SLAC Internal Network Connectivity

Les Cottrell and Gary Buhrmaster

Reported Problem

On 6/27/07 Alexy Lyapin reported a problem using the SLAV visitor subnet:

 Hello,

 Just wanted to report some problems with the visitor wireless network 
 in the Counting House A, which is building 60.
 So far the problem has been observed on 2 systems, mine, which is 
 running windows, and an Apple laptop. The problem is that sometimes 
 the connection gets extremely slow (SLAC homepage takes ~5 mins to download).
 Interestingly, the problem was not observed on both systems at the 
 same time, but one had a good connection while another one could not 
 transfer data. Signal strength stays high and wireless reports at 
 least 12 MBit/s connection speed.
 That looks like switching problems to me, though i am no expert.
 Trying to ping to different sites on my machine gives:
 www.slac.stanford.edu - 2 ms
 www.google.com - 54 ms
 www.ucl.ac.uk - timed out

First Look

The first two RTTs look fine, what woiuld have been more useful was the min/avg/max RTTs and losses from many pings. www.ucl.ac.uk blocks pings even though the web site is accessible.

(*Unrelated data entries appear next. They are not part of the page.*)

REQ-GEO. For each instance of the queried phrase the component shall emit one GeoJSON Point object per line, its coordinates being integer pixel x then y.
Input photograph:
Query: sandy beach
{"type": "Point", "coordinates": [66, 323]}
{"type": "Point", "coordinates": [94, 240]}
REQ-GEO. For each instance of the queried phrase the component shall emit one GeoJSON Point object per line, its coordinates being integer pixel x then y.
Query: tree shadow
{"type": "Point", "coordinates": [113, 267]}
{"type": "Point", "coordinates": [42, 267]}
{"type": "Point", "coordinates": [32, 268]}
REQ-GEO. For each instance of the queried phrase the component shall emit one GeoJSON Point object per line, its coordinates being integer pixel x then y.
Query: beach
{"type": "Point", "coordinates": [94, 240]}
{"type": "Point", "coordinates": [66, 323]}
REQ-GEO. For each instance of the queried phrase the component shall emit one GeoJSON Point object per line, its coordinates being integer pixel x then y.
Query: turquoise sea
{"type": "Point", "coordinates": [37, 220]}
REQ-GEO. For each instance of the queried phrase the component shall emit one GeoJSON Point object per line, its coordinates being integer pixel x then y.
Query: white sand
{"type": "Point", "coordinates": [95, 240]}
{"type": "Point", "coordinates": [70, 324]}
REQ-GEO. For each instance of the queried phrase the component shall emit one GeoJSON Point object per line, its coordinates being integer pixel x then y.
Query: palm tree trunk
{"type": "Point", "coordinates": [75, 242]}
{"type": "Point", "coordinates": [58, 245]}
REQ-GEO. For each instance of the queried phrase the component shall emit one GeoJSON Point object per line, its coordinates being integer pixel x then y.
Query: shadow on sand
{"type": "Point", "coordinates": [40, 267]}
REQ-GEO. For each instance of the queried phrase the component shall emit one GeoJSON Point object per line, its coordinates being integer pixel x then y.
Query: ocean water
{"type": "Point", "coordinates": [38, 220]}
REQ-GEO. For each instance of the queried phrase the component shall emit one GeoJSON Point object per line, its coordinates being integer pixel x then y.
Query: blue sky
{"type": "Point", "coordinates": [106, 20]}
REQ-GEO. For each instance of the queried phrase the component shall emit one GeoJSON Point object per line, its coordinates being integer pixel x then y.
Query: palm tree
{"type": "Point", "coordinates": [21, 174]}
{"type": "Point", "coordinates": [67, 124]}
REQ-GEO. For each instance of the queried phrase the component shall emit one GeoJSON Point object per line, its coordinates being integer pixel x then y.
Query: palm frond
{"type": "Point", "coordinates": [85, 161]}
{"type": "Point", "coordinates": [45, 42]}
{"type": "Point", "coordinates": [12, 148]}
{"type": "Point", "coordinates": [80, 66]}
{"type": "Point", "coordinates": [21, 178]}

Suggestions were made to try other istes in the U.K., e.g. www.dl.ac.uk which do not block pings. We also needed to know when the occurence happened, since there we had a site web cam of the LCLS tunnel breakthrough wity over 100 users and wanted to be sure this sis not impact anything. There were also a couple of compromised hosts at SSRL that were emitting hundreds of kilobytes, though we doubted this would affect the End Station wireless/visitor network connectivity on site.

We then heard from the user that it was taking hime 10 minutes to download the SLAC home page. Typically this shoud take a few seconds, so something was dramatically wrong.

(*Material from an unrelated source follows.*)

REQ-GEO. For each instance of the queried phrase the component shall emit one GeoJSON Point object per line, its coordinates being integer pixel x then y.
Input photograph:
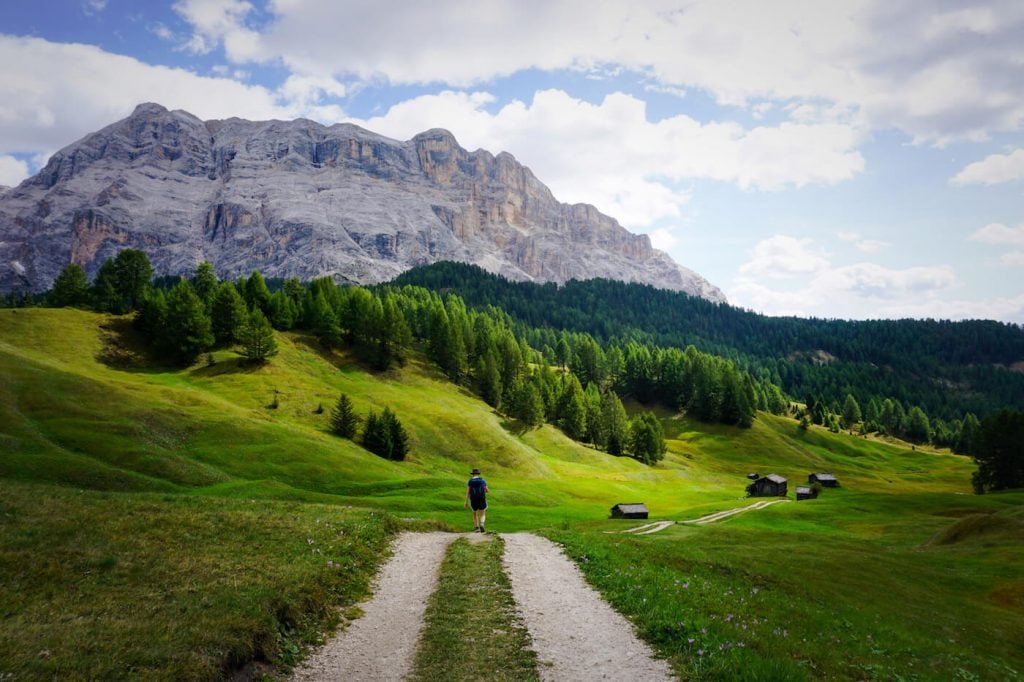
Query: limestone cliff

We requested more information from the user: what O/S, when did it occur, what is the host name and address (we needed this among other things to see whether the switch he was attached to was working properly). We suggested trying the NDT server at Stanford (http://netspeed.stanford.edu/) since the visitor subnet cannot access the SLAC NDT server at http://nettest5.slac.stanford.edu/ due to security concerns WE also suggested that when gthe problem occurs to alos run pings from his host to the server with which he is having slow response.

The user reported that on Sunday July 1st 2007 around 14:30 he again had extremely slow connections on two systems in building 60 (End Station A). The systems were:

  1. mac laptop dhcp ip: 198.129.218.91 (dhcpvisitor21891)
  2. windows laptop dhcp ip: 198.129.218.34
Both were connected to the router: 198.129.216.1.

Resolution

Both these machines were running SKYPE (or some other P2P software), and each turned into a SKYPE supernode. That means they were routing traffic for a significant portion of the Internet. Such hosts are placed in a "penalty box" which reduces teir available network bandwidth. We requested the user to shutdown SKYPE (completely shutdown, not just click close). We believed that means he has to select "exit" from the tray icon. Even after the application is shutdown, it will take some time for other systems to stop attempting to the host as their SKYPE supernode.

To avoid becoming a supernode, and having your network impacted, you may find the following suggestions from FNAL helpful (as always, your mileage will vary, and FNAL is responsible for the information). https://netweb.fnal.gov/skype/skype.htm.